Roll Out the Barrel, And We’ll Have a Barrel of Fun!

By Michael Wright

The Different Strummer


It’s curious how wildly tastes can swing in a relatively short period of time.  When, in the 1967 classic movie The Graduate, Murray Hamilton (Mr. Robinson) leans in to advise Dustin Hoffman (Benjamin Braddock) to consider a predictably successful future in “Plastics,” the very concept of “plastic” was loaded with highly negative cultural connotations.  Plastic people were disingenuous, fake, mindless pursuers of a corrupted American Dream that created the Viet Nam War.  Yet only a couple years earlier plastic was viewed as an ideal way to add beauty and attraction to a guitar such as this 1965 Avanti solid-body!1965 Avanti

The term “plastic” comes from Greek and more or less means “moldable.”  Moldable natural materials have been used for millennia, but synthetic or man-made plastics date from mid-19th Century America.  At that time, the economy was shifting from agrarian to industrial.  A part of this shift was increasing demand for consumer goods by larger numbers of people.  Many of these products had traditionally been fashioned from natural materials.  For example, hair combs were carved out of bone.  Tortoise shell used to be, well, tortoise shell!  The problem was that, as demand rose, raw materials became scarcer.  Just one example of how cultural changes affected things: cattle ranchers stopped de-horning their steers, thus decreasing the supply of horn material.

The catalyst for modern plastics was the popularity of billiards in the 19th Century.  The growing upper middle-class found it necessary to have a billiards room (for the guys to light up cigars after dinner, you know).  Billiard balls were carved out of elephant ivory.  Enormous numbers of pachyderms were slaughtered.  Obviously, this was unsustainable.  In 1863, a contest was promoted offering $10,000 in gold to anyone who could come up with a man-made alternative.  The result was the first celluloid invented by a New York printer named John Wesley Hyatt.  Alas, early celluloid was highly flammable and prone to exploding.  Nevertheless, they eventually got the formula worked out and modern plastics were on their way.
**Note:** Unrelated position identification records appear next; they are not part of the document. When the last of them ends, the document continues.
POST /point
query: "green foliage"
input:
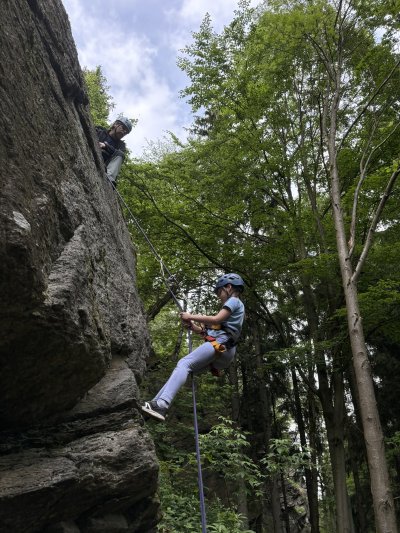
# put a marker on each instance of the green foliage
(101, 103)
(286, 457)
(224, 450)
(249, 192)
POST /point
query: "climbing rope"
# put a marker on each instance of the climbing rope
(169, 283)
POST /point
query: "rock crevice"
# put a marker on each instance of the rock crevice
(74, 454)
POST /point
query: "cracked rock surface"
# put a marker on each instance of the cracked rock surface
(74, 455)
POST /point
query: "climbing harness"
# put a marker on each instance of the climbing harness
(170, 282)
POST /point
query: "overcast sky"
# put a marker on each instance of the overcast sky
(137, 43)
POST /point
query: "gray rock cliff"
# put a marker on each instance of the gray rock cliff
(74, 455)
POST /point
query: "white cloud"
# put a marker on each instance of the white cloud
(137, 48)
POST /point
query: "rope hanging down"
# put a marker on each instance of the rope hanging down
(168, 282)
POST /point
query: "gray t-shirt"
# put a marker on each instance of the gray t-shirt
(235, 321)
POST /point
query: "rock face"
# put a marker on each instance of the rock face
(74, 455)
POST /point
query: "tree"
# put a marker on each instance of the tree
(101, 103)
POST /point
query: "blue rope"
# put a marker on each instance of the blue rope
(196, 428)
(196, 437)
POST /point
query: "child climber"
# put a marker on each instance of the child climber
(221, 333)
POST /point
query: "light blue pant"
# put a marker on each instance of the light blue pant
(197, 361)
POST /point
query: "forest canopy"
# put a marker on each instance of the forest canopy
(289, 178)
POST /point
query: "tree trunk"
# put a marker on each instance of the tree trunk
(310, 474)
(380, 486)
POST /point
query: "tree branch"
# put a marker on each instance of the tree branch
(363, 172)
(374, 223)
(366, 106)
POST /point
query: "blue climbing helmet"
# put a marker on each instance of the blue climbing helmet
(126, 122)
(230, 279)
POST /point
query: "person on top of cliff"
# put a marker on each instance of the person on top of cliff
(113, 147)
(220, 332)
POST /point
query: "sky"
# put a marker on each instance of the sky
(137, 43)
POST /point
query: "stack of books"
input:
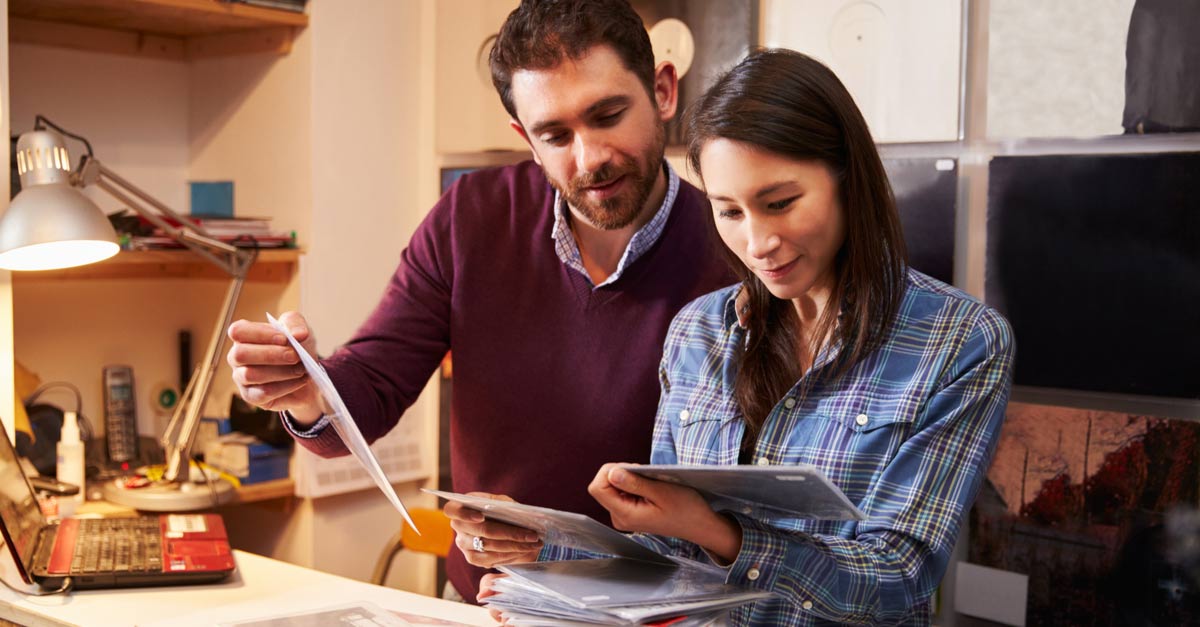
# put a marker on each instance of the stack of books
(241, 232)
(628, 583)
(287, 5)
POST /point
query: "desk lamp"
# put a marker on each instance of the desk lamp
(52, 225)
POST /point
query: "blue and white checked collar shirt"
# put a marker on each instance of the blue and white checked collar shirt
(569, 250)
(907, 435)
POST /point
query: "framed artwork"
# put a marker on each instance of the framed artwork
(702, 37)
(1095, 261)
(900, 59)
(927, 196)
(1099, 509)
(1086, 67)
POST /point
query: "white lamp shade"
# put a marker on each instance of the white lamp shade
(54, 226)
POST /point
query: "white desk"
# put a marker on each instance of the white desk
(261, 587)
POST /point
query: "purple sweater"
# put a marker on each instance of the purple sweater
(551, 377)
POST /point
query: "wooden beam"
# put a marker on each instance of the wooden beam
(273, 41)
(91, 39)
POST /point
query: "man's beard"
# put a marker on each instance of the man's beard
(623, 209)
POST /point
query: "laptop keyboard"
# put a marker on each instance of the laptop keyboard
(118, 544)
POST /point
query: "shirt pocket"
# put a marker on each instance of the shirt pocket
(703, 418)
(851, 439)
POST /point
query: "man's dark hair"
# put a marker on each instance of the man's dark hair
(541, 34)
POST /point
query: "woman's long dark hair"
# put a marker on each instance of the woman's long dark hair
(790, 105)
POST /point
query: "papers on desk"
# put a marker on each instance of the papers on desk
(343, 423)
(633, 585)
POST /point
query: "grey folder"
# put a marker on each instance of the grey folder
(763, 491)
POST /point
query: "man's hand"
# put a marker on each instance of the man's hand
(489, 543)
(649, 506)
(268, 371)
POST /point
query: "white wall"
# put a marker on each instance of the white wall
(133, 112)
(7, 394)
(372, 175)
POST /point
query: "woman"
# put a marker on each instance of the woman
(831, 352)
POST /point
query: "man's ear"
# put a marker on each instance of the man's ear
(516, 126)
(666, 90)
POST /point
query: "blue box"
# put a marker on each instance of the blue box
(247, 458)
(211, 198)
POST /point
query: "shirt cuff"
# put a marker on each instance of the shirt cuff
(749, 568)
(310, 433)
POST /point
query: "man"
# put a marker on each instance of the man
(553, 281)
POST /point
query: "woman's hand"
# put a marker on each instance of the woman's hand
(485, 590)
(489, 543)
(649, 506)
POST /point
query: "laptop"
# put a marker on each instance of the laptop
(148, 550)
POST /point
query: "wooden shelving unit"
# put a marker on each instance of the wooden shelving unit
(273, 266)
(162, 29)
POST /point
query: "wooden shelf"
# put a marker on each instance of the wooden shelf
(273, 266)
(161, 29)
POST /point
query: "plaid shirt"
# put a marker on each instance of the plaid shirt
(569, 250)
(907, 434)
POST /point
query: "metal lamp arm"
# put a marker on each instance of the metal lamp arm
(184, 423)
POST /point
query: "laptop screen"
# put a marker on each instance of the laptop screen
(18, 507)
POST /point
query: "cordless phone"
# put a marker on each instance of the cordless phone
(120, 414)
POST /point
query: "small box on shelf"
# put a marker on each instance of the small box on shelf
(247, 458)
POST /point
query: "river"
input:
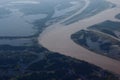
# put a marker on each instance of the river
(57, 38)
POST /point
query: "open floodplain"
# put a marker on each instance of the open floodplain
(38, 40)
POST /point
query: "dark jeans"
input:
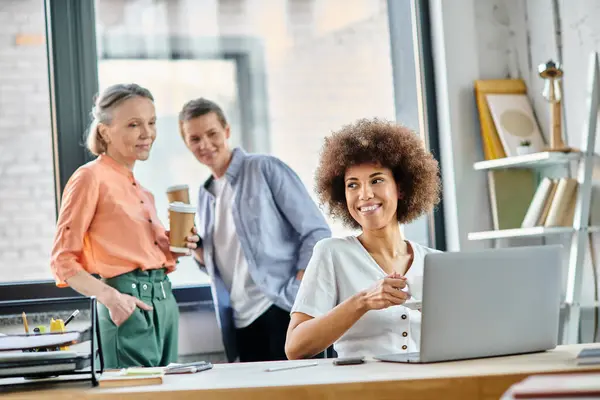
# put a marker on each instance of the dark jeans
(264, 339)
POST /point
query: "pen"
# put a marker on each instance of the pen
(25, 324)
(290, 367)
(75, 313)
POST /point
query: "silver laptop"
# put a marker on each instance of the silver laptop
(488, 303)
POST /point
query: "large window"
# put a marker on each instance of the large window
(27, 194)
(286, 72)
(322, 68)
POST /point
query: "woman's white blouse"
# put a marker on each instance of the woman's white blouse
(340, 268)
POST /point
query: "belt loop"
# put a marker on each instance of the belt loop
(163, 289)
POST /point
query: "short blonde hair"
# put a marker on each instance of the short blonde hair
(104, 105)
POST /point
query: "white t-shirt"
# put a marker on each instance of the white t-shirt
(340, 268)
(247, 300)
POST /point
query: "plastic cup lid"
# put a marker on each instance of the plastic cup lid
(175, 188)
(178, 206)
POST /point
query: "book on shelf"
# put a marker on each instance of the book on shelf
(548, 203)
(538, 204)
(553, 203)
(566, 189)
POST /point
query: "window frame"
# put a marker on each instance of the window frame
(410, 35)
(73, 80)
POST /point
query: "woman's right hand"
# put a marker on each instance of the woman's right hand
(121, 306)
(386, 293)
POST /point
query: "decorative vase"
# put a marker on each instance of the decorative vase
(523, 150)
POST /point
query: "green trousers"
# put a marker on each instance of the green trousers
(146, 338)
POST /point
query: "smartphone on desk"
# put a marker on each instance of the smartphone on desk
(348, 361)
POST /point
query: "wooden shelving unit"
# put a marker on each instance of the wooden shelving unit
(580, 230)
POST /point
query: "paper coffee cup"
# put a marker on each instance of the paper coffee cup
(181, 220)
(414, 286)
(179, 193)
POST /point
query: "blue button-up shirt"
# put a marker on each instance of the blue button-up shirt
(277, 223)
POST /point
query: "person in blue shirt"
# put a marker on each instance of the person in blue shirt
(258, 227)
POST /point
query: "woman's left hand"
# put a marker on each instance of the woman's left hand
(191, 243)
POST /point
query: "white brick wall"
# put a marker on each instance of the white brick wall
(27, 210)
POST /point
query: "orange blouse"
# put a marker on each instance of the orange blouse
(107, 225)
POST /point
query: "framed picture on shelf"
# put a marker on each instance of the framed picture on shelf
(515, 122)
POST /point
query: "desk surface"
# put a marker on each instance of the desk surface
(481, 378)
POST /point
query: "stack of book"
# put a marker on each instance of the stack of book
(553, 203)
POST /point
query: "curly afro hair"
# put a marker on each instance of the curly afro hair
(386, 144)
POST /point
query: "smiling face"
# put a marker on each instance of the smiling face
(371, 196)
(131, 132)
(206, 137)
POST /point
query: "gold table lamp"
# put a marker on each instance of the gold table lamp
(552, 73)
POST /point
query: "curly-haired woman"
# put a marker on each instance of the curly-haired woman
(373, 175)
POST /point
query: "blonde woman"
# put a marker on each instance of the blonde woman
(108, 226)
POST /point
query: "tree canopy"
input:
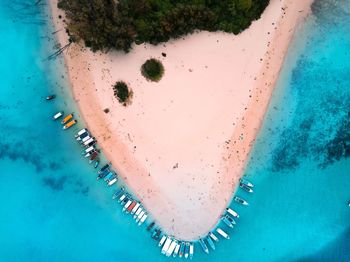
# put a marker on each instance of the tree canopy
(111, 24)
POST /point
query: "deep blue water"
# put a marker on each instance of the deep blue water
(52, 208)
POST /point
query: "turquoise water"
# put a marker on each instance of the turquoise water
(52, 208)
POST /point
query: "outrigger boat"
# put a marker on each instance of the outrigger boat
(57, 115)
(70, 124)
(204, 246)
(246, 182)
(210, 242)
(118, 193)
(182, 249)
(191, 250)
(150, 226)
(171, 248)
(241, 201)
(222, 233)
(50, 97)
(232, 212)
(66, 119)
(213, 237)
(162, 240)
(246, 188)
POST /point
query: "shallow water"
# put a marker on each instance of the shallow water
(52, 208)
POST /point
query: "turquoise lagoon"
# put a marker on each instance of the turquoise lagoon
(52, 208)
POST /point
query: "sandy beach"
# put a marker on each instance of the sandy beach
(182, 144)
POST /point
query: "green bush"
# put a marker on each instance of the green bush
(122, 92)
(152, 70)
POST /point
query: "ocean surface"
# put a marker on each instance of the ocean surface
(52, 208)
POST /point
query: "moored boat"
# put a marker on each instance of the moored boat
(204, 246)
(191, 250)
(213, 237)
(66, 119)
(210, 242)
(241, 201)
(57, 115)
(70, 124)
(222, 233)
(232, 212)
(246, 188)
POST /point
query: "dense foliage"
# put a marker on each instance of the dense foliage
(152, 69)
(112, 24)
(122, 92)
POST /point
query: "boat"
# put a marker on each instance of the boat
(191, 250)
(70, 124)
(113, 181)
(176, 251)
(213, 237)
(182, 249)
(132, 205)
(127, 204)
(241, 201)
(103, 168)
(96, 163)
(150, 226)
(232, 212)
(204, 246)
(162, 240)
(166, 245)
(143, 219)
(210, 242)
(246, 182)
(246, 188)
(57, 115)
(50, 97)
(135, 208)
(222, 233)
(66, 119)
(171, 248)
(187, 250)
(118, 193)
(81, 132)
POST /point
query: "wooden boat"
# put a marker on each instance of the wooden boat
(232, 212)
(241, 201)
(66, 119)
(222, 233)
(191, 250)
(57, 115)
(70, 124)
(50, 97)
(162, 240)
(204, 246)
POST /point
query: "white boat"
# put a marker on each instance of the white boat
(137, 213)
(57, 115)
(246, 182)
(176, 251)
(191, 250)
(140, 215)
(143, 219)
(213, 237)
(241, 201)
(135, 208)
(162, 240)
(80, 132)
(222, 233)
(113, 181)
(127, 204)
(171, 248)
(232, 212)
(166, 245)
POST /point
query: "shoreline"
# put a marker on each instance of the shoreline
(165, 202)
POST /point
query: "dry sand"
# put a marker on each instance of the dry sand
(182, 144)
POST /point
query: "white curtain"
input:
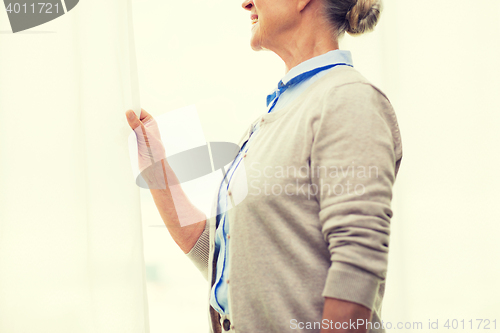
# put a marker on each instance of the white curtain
(71, 249)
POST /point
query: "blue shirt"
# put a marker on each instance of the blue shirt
(219, 293)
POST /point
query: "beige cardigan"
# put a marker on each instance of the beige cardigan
(315, 222)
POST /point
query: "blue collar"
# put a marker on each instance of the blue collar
(329, 58)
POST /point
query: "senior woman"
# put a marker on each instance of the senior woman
(307, 249)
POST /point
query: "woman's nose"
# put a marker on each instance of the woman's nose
(247, 4)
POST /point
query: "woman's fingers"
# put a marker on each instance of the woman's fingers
(135, 122)
(145, 116)
(132, 119)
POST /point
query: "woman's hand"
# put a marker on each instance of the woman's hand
(184, 221)
(150, 148)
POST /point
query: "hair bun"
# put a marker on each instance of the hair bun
(363, 16)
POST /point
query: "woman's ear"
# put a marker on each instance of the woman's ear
(301, 4)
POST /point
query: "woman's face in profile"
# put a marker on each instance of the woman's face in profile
(272, 22)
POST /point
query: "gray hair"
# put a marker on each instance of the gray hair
(352, 16)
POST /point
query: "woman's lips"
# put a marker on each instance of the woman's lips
(254, 18)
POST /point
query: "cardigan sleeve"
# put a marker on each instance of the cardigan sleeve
(357, 146)
(199, 254)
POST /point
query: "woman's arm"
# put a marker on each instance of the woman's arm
(183, 220)
(356, 136)
(345, 317)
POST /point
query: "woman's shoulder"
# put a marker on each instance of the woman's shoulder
(347, 96)
(350, 80)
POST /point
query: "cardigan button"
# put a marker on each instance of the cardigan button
(226, 324)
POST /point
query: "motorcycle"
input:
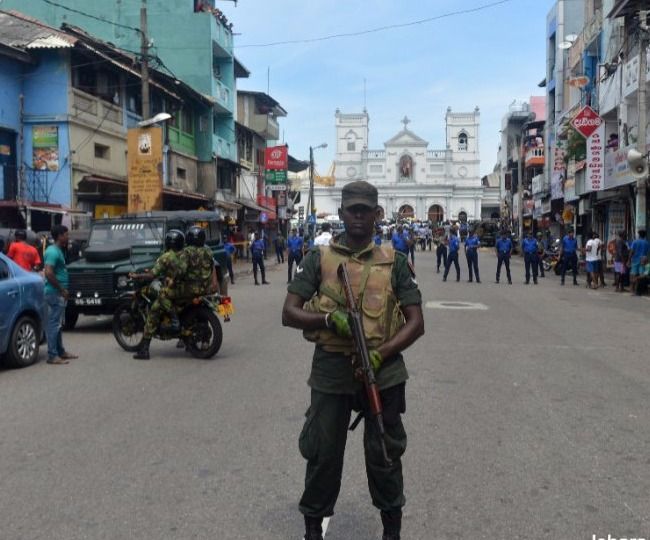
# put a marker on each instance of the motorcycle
(200, 329)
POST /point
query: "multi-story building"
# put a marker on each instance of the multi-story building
(68, 100)
(189, 39)
(413, 181)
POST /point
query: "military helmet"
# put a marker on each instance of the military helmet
(174, 239)
(195, 236)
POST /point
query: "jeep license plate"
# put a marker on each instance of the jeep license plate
(88, 301)
(225, 309)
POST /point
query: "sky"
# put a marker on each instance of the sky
(487, 59)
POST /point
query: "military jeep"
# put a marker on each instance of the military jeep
(131, 243)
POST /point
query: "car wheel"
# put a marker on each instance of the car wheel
(23, 344)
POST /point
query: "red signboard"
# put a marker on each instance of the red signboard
(586, 121)
(267, 202)
(276, 158)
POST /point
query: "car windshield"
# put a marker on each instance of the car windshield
(124, 233)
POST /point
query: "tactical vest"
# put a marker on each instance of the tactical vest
(370, 277)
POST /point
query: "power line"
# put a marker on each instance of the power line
(378, 29)
(83, 13)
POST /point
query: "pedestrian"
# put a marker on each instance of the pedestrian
(169, 268)
(592, 256)
(569, 256)
(452, 256)
(56, 295)
(257, 255)
(472, 243)
(621, 257)
(503, 248)
(230, 250)
(323, 239)
(378, 238)
(280, 245)
(441, 252)
(529, 247)
(639, 249)
(295, 245)
(399, 240)
(335, 391)
(541, 250)
(23, 254)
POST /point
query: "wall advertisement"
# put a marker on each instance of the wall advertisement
(144, 166)
(45, 148)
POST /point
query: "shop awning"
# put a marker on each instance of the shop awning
(252, 205)
(227, 205)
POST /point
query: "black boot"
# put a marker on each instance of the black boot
(143, 352)
(392, 522)
(313, 528)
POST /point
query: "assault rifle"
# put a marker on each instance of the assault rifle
(368, 375)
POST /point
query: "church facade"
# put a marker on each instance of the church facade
(412, 180)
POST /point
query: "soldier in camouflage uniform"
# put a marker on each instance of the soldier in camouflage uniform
(169, 268)
(199, 261)
(390, 303)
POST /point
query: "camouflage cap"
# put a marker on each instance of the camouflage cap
(359, 193)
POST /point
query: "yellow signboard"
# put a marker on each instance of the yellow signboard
(109, 210)
(145, 169)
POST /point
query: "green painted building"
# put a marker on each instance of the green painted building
(191, 40)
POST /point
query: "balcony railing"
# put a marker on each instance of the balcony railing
(534, 157)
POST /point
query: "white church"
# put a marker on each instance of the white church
(412, 180)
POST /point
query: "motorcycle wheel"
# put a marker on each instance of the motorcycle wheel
(206, 333)
(128, 327)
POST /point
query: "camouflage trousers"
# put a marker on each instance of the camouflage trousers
(162, 306)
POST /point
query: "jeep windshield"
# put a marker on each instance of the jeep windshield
(148, 233)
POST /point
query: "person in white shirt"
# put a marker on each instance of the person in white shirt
(592, 255)
(323, 239)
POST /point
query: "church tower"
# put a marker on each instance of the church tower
(462, 131)
(351, 142)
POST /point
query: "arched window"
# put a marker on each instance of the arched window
(462, 141)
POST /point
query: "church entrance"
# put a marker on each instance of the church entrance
(436, 214)
(406, 211)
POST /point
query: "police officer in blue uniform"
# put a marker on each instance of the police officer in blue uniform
(472, 244)
(452, 257)
(295, 246)
(569, 255)
(529, 245)
(503, 248)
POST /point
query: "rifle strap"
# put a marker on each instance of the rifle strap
(356, 422)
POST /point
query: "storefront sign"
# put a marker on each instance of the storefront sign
(275, 177)
(587, 121)
(617, 169)
(276, 158)
(596, 160)
(45, 148)
(144, 165)
(557, 177)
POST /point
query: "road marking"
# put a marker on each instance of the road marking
(448, 304)
(326, 522)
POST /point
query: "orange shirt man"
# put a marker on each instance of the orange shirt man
(23, 254)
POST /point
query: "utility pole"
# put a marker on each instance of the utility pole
(310, 199)
(643, 118)
(144, 61)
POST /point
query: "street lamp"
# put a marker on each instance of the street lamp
(311, 207)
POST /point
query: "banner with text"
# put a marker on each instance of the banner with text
(595, 179)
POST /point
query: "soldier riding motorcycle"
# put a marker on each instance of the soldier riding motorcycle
(171, 307)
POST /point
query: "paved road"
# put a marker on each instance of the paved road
(527, 418)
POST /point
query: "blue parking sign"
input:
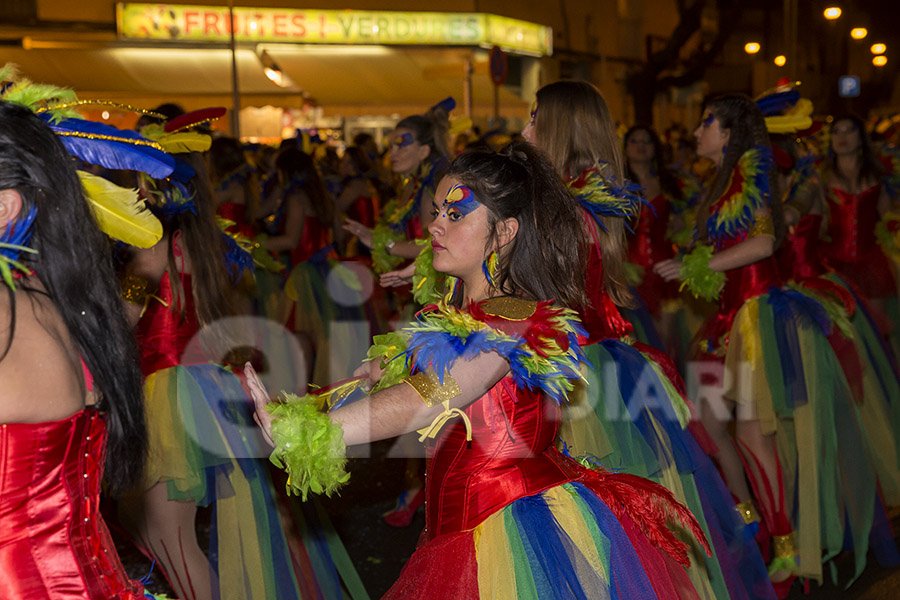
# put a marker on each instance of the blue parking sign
(848, 86)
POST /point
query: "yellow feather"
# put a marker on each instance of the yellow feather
(185, 141)
(119, 212)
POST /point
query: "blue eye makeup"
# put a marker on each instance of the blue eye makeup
(403, 140)
(459, 201)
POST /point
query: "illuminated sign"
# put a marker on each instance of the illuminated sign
(181, 23)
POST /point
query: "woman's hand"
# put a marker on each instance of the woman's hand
(669, 270)
(359, 230)
(400, 277)
(260, 400)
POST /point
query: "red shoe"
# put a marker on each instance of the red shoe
(402, 514)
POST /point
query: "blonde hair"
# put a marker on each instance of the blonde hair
(574, 127)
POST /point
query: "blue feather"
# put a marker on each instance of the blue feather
(18, 233)
(237, 259)
(126, 150)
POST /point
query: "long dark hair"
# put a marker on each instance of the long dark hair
(667, 180)
(293, 163)
(214, 296)
(869, 167)
(546, 259)
(74, 264)
(575, 128)
(740, 115)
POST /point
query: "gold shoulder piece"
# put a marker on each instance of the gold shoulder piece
(511, 309)
(430, 388)
(763, 226)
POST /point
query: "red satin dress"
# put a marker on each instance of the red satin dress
(741, 284)
(853, 251)
(54, 543)
(649, 246)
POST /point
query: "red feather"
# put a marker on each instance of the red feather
(193, 118)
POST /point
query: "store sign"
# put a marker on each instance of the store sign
(179, 23)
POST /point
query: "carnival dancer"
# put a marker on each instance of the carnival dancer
(669, 198)
(508, 516)
(633, 413)
(418, 153)
(327, 307)
(71, 413)
(202, 447)
(766, 338)
(858, 192)
(857, 445)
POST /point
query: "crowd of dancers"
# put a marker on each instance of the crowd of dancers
(638, 371)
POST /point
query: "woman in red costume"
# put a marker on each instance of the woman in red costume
(70, 408)
(507, 516)
(203, 449)
(633, 414)
(856, 199)
(768, 343)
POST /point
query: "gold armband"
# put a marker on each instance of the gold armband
(784, 545)
(134, 289)
(763, 226)
(431, 390)
(748, 512)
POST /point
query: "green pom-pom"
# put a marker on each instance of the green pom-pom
(700, 280)
(309, 446)
(387, 349)
(428, 284)
(382, 261)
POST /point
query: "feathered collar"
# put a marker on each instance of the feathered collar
(598, 193)
(746, 192)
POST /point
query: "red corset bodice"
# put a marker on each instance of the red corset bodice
(799, 257)
(53, 541)
(512, 455)
(165, 337)
(315, 236)
(649, 246)
(851, 225)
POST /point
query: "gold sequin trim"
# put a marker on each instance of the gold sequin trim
(784, 545)
(134, 289)
(511, 309)
(763, 226)
(748, 512)
(111, 138)
(432, 391)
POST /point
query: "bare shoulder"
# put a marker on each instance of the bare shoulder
(40, 373)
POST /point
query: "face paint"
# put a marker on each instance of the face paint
(459, 201)
(403, 140)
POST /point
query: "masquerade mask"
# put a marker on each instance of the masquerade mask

Just when instruments began to be covered in celluloid remains to be elucidated.  However, a good candidate for the first instrument is probably the accordion, which makes sense for this guitar.  Accordion history is far less well documented than that of guitars, but in the 1850s and ‘60s accordion-making developed in and around Castelfidardo, Italy, in the northeast in the Po River delta.  The region also had a guitar-making heritage.  Castelfidardo remains the center of accordion-making to this day.  Accordions came to the U.S. in the early 20th Century and became popular by the ‘teens primarily through the Italian immigrants Pietro and Guido Deiro, who recorded extensively for Victor.  Sears sold Castelfidardo-brand accordions around this time with glued-on celluloid, including sparkle.  By the 1940s accordion technology had evolved to include covering curved surfaces in celluloid.


In the early 1950s there was an accordion craze among young Baby Boomers—my sister was captivated—but it fizzled out mid-decade.  This left the accordion makers—and importers—sitting with lots of capability and a greatly reduced market.  Fortunately for the accordion makers, the region of Italy where they existed was also home to a guitar-making tradition.  When Baby Boomers started turning to guitars later in the decade and into the 1960s, many accordion makers—EKO most famously (or actually Oliviero Pigini, EKO’s maker)—threw their hats into the guitar ring.  It was only natural that they should hit on covering guitar bodies in celluloid, just like their accordions!

As far as I know, EKO was the first to start making plastic covered guitars in around 1962 or ’63.  This Avanti was imported by European Crafts of Los Angeles I’m guessing around 1965.  European Crafts was importing Italian made solid-bodies at least by December of 1964, most made in Castelfidardo by the Polverini Brothers.  Presumably, this is one of those.  This is actually a pretty serviceable guitar once you’ve set it up right.  There are some amusing features, like the fake truss rod cover (the rod adjusts at the body).  What can I say?  They made accordions, didn’t they?  The pickups are controlled by a 4-way rotary switch that gives you neck, middle, bridge, all.  But really, the story here is plastic meant to look like root beer barrel candy!  Yummy!

Now, there’s nothing I love more than highly figured woods on my guitars, but root beer barrel candy plastic?  What’s not to love?  For better or worse, guitars like this Avanti were kind of yesterday’s news.  They were fine for combos in matching collarless suits with matching guitars.  But Dylan had “gone electric” and folk rock was hot.  And someone was, no doubt, working on the script of The Graduate.  Of course, there’s been a lot of water under the bridge since this Avanti appeared and today we recycle plastic.  So, show me a root beer barrel candy-coated guitar and I’m all in!  Plastics!